Yann Martell’s novel, ‘Life of Pi’, is an intriguing, adventurous tale of a boy who survives almost a year at sea in a lifeboat with a Bengal tiger
Mariah Foley
Staff Writer
Yann Martell’s novel, ‘life of pi’, is an intriguing, adventurous tale of a boy who survives almost a year at sea in a lifeboat with a Bengal tiger.
Martel’s story is not just your average ‘Robinson Crusoe’ survival adventure. The author claims it is a story that will make readers believe in God.
The book is split into three parts. The first depicts the main character, Pi, as a teenage Indian boy, whose father owns a zoo. Pi struggles with the idea of religion and attempts to balance three separate religions, claiming he just wants to love god. In the end of the first part, Pi’s family decides to transfer the zoo to somewhere more prosperous, as to make ends meet.
The second part, in his family’s attempt to sail out of the country, Pi’s ship is wrecked in a storm, and he is thrown onto a ship with some of the zoo animals, a hyena, an injured zebra, a mother orangutan, and a Bengal tiger.
Every animal on the lifeboat eventually dies, except for the tiger, Richard Parker. Although Pi is scared of Richard Parker, he establishes dominance by acting like a zookeeper.
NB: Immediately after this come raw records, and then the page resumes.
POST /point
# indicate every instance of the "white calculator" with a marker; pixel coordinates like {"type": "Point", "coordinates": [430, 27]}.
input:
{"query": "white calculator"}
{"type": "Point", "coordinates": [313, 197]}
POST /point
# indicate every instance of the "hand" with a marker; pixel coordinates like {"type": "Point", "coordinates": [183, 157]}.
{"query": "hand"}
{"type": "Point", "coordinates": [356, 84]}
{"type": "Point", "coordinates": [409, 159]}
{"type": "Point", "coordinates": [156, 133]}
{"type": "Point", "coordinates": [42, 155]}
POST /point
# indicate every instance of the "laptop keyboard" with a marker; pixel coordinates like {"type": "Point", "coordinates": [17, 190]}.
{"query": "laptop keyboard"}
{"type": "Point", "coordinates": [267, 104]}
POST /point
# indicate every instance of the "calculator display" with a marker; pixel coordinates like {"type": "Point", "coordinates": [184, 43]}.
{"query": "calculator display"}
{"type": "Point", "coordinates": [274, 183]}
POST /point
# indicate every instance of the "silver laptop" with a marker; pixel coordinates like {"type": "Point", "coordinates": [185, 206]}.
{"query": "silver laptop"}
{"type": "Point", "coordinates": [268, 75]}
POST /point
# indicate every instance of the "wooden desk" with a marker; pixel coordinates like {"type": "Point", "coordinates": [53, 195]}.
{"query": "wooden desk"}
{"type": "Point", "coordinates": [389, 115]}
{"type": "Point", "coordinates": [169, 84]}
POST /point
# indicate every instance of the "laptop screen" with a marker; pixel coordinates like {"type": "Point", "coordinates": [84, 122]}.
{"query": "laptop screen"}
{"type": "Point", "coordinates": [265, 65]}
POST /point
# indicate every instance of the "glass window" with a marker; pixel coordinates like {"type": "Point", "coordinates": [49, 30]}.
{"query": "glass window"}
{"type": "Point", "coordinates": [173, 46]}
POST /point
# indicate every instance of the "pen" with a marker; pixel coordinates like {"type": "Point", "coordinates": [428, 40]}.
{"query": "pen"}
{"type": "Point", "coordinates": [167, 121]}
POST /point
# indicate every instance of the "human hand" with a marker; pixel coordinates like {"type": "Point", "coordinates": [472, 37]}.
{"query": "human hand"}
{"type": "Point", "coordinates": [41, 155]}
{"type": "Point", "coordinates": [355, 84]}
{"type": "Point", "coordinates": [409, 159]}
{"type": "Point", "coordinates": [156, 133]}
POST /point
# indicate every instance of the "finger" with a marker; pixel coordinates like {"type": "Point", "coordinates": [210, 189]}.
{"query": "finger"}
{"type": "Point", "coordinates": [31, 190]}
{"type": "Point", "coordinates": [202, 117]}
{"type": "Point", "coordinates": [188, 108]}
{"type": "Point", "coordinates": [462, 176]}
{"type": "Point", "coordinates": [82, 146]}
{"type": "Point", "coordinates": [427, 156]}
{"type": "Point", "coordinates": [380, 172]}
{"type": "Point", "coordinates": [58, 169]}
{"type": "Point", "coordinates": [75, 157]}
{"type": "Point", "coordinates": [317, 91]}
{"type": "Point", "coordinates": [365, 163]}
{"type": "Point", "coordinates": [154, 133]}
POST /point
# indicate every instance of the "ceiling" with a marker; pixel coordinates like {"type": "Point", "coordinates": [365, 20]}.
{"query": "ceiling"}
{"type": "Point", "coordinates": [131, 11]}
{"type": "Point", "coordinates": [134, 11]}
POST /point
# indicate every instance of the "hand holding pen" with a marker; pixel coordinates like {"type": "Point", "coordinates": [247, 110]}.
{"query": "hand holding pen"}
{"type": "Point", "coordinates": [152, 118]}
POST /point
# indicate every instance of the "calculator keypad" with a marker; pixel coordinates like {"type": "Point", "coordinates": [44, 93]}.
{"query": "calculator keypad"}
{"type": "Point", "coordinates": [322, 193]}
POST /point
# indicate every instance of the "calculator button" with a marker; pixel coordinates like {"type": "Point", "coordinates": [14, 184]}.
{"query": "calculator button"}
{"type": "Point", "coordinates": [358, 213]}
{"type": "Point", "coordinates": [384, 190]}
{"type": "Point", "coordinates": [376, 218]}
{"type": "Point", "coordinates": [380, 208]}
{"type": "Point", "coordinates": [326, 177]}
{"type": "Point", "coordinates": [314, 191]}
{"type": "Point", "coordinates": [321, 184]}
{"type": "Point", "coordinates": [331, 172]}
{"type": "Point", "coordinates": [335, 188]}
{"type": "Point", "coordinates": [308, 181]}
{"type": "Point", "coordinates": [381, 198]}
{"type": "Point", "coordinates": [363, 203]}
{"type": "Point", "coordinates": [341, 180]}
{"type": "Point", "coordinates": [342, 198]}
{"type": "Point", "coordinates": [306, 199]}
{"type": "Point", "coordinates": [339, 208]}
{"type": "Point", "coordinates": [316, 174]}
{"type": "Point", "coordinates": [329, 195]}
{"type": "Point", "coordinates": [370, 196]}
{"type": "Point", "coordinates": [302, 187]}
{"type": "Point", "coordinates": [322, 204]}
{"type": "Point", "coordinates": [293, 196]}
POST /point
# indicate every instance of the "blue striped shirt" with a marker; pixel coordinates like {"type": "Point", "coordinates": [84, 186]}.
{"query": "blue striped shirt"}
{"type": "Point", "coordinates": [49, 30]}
Richard Parker becomes Pi’s beloved companion throughout everything they go through. Pi relies on his faith in God, not only to save him, but to keep him sane as well.
In the last part of the story, Pi and Richard Parker randomly wash up on the shores of Mexico. Richard Parker runs away into the woods and Pi, on the verge of death, is found and taken to a hospital. A few insurance investigators come to interview him, and Pi tells them the sum of his excursion into the sea with all the zoo animals.
Expectedly, the investigators don’t buy Pi’s story, and ask him to tell the truth. Pi retells the same exact story, except replacing all the animals. The injured zebra becomes an injured sailor, the hyena becomes the ship’s cook, the orangutan becomes Pi’s mother, and Richard Parker is a manifestation of Pi’s need for survival. The story becomes incredibly depressing at this point in the book.
The author leaves it up to his readers to interpret the truth of Pi’s stories, whether the animal version or the human version is viable. By doing this, he tries to get his main point across, that the truth doesn’t always have to be what happened, but what it means to the person it happened to.
Different versions of a story come from different understandings. For example, Martell’s story could be an adventure of a teen boy braving the ocean with a tiger, or a tale of a boy whose family was murdered, and who had to betray his humanity and give in to his animalistic nature to survive.